Monday, September 25, 2006

Our grown up kids

A lot of us retirees and older workers have grown children. Some of us are fortunate to have them living in the near-by community so we get to see them often. Two of my three children live thousands of miles away. We get together several times a year.

Adult children often have no idea what their parents are thinking or feeling. It was a seamless thing to segue into adulthood; the parents will always be the same. But we aren't! We are changing, maybe even more radically than they are.

A few years ago, my husband had major surgery for prostate cancer in a city far away from here. I had no idea at the time how hard this would be for me to do alone. On the day after the surgery I knew I needed help. Two of my kids were unavailable, but our middle son dropped his work and family obligations, not easy, and came down to help me. He was wonderfully supportive in every way and only left to return to his work and family when it was clear that we could manage. I will always be thankful to him.

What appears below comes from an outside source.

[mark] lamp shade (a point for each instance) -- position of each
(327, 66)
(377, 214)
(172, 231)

This same son came for a week to say good-bye to his dying grandmother. He sat by her bedside, heard her stories, made closure. His older brother had earlier spent many hours in the hospital with his grandmother. My daughter met me when I flew east with my mother's body, in the town where my mother wanted to be buried. My daughter had arranged the rental car, the hotel, everything. I was exhausted after hours of funeral, jet lag, grief, rain. I remember the wet autumn leaves plastered to the pavement when we attended the burial.

These children of ours (for all of us), come through when it counts. On a daily, weekly, monthly basis, I wonder what they are thinking, or do they think about us at all? Are they at all interested in us as persons with interests, talents, lives? As parents, we all tell our kids what we are about. But sometimes I wonder what it would take for an adult child to ask, very simply, "Hey, Mom or Dad, what are you doing today?"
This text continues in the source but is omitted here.